Background

Lactobacilli is the largest and more diverse group of lactic acid bacteria. It consists of a high number of species isolated from several ecological niches and reported as potential industrial and probiotic bacteria for most of them [1]. For the extreme diversity of lactobacilli species, their classification has been constantly reshuffled. At first, these species were divided into 3 groups on the basis of their phenotypic carbohydrate fermentation and optimal temperature growth [2, 3]. However, the phenotypic typing methods are not completely accurate, and it was difficult to associate the phylogeny of some lactobacilli species showing intermediate characteristics with their phenotypes [3,4,5]. Therefore, using newer molecular taxonomic methods based on genome analysis has become common among researchers with the aim to improve the classification of lactobacilli species. But methods based on genome analysis have been usually reported as time-consuming, expensive, and not always reliable [6,7,8]. On the basis of 16S rRNA gene analysis, Lactobacillus genus was first of all divided into 7 or 8 groups [9]. Then, Salvetti et al. [2] updated the classification of this genus into 15 groups of three or more species by phylogenetic analysis of 16S rRNA gene sequence. Six years later, this genus was reclassified into 18 groups using the analysis of 16S rARN phylogeny, analysis of the whole genome sequence and the analysis of amino acids percentage identity in conserved proteins [10]. In another polyphasic approach based on the analysis of overall genome-relatedness indices and metabolic or ecological properties of the organism, the taxonomic relationship between Lactobacillus species was recently re-evaluated. Today, lactobacilli group is divided into 25 genera including Lactobacillus delbrueckii group, Paralactobacillus and 23 novel genera with new nomenclature classification [1]. But the addition of new species each year will require powerful tools offering high throughput, reliable and rapid analysis. The use of nucleic acids sequences already available on nucleotide database NCBI and bioinformatics tools provide the opportunities to analyze rapidly more information of microbial species [8, 11].

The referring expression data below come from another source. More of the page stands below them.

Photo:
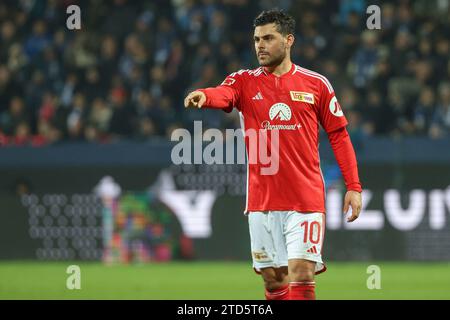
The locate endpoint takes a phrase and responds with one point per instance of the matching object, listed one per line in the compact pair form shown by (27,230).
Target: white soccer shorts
(278,236)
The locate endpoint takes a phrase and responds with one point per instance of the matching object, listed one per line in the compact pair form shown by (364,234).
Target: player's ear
(290,39)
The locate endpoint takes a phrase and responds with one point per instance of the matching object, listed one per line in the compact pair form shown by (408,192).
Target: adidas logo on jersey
(258,96)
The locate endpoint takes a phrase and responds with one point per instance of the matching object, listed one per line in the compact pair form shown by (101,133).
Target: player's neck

The aim of this study was to develop an easy and fast method to accurately distinguish between too reliable closely species in lactobacilli group by analysing in silico at the same time many restriction digest profiles of 16S rRNA with a lot of enzymes, to search the key enzymes which give different profiles. Such approach could also give solutions to students and researchers working on lactobacilli in laboratories with limited academic resources.

Method

We download sequences of partial 16S rRNA gene of L gasseri, L johnsonii, L casei, L paracasei, L rhamonosus, L zeae, L plantarum, L paraplantarum, L pentosus, L curvatus, L graminis, and L sackei closed species listed in http://www.bacterio.net/lactobacillus.html from

GenBank (http://ncbi.nlm.nih.gov). All sequences were aligned with MAFFT program (https://mafft.cbrc.jp/alignment/server) [12]. Sequences were then subjected to a virtual restriction mapping with the pDRAW32 software to find the restriction key enzymes. In the first stage we selected enzymes which cut in maximum n − 1 and in minimum one sequence where n is the number of sequences aligned, then in the second stage, endonucleases which cut just one sequence were considered as the key enzymes.

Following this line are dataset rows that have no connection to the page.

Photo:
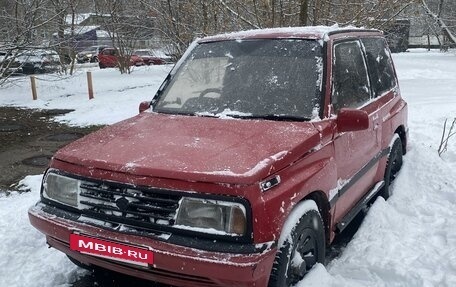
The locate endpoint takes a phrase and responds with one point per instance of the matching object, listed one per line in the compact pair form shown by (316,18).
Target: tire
(305,245)
(393,165)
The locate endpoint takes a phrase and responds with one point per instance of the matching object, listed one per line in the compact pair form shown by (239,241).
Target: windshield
(249,78)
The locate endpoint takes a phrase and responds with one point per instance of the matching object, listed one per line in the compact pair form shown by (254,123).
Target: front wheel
(393,165)
(303,248)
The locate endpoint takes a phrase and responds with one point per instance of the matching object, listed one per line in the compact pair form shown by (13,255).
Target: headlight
(212,216)
(61,188)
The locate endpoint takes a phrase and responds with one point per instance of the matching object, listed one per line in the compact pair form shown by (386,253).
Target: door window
(351,88)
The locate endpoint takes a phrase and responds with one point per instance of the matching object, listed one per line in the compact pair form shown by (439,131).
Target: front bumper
(173,264)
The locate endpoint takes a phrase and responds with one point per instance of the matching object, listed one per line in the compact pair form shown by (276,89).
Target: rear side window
(351,88)
(380,65)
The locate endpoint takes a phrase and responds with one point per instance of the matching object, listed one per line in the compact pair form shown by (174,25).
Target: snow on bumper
(173,264)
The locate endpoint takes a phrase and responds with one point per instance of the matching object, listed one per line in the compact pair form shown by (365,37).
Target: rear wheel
(393,166)
(303,248)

Only closely related species showing high degree (more than 99%) of 16S rRNA gene sequences similarity and are difficult to be separated are used in this study and listed in Table 1.

Table 1 Accession number and length of partial 16S rRNA of some closed lactobacilli species

Results

The in silico prediction of the restriction patterns of partial 16S rRNA (sequences length ranging from 506 to 673 bp) after alignment of some related closed species belonging to Lactobacillus genus and L plantarum-, L casei-, L curvatus groups were made by restriction enzymes.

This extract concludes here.